I want to know number of ordered pairs $(x,y)$ satisfying $x^2 +y^2 =a$.
Let $n(a)$ be the number of ordered pairs $(x,y)$ satisfying $x^2 +y^2 =a$.
If $x^2 +y^2 =a$ and $z^2 +w^2 =b$, then $(xz+yw)^2 +(xw-yz)^2 =ab$.
So, I guess that if $a,b$ is coprime, $n(ab)=n(a)n(b)$.

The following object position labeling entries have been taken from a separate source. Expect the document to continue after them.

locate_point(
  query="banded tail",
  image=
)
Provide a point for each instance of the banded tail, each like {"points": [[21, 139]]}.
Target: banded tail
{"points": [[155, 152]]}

To prove it, I need to prove if $x^2 +y^2 =a$ and $z^2 +w^2 =ab$, then $\frac{xz+yw}{a}$ is integer.
How can I prove it?
edit: It can't hold...
The number $n(a)$ is equal to zero for all $a$ tabulated at OEIS A022544. So we have no solutions for $$ a=3,6,7,11,12,14,15,19,21,22,23,\cdots $$ In fact, a positive integer $a$ is the sum of two squares if and only if each prime factor $p$ of $a$ such that $p \equiv 3 \bmod 4$ occurs to an even power in the prime factorization of $a$. Also for such integers, the number $n(a)$ can be computed. In general we have the formula $$ n(a)=r_2(a)=4(d_1(a)-d_3(n)), $$ where $d_j(a):=\sum_{d\mid c,d\equiv j(4)}1$.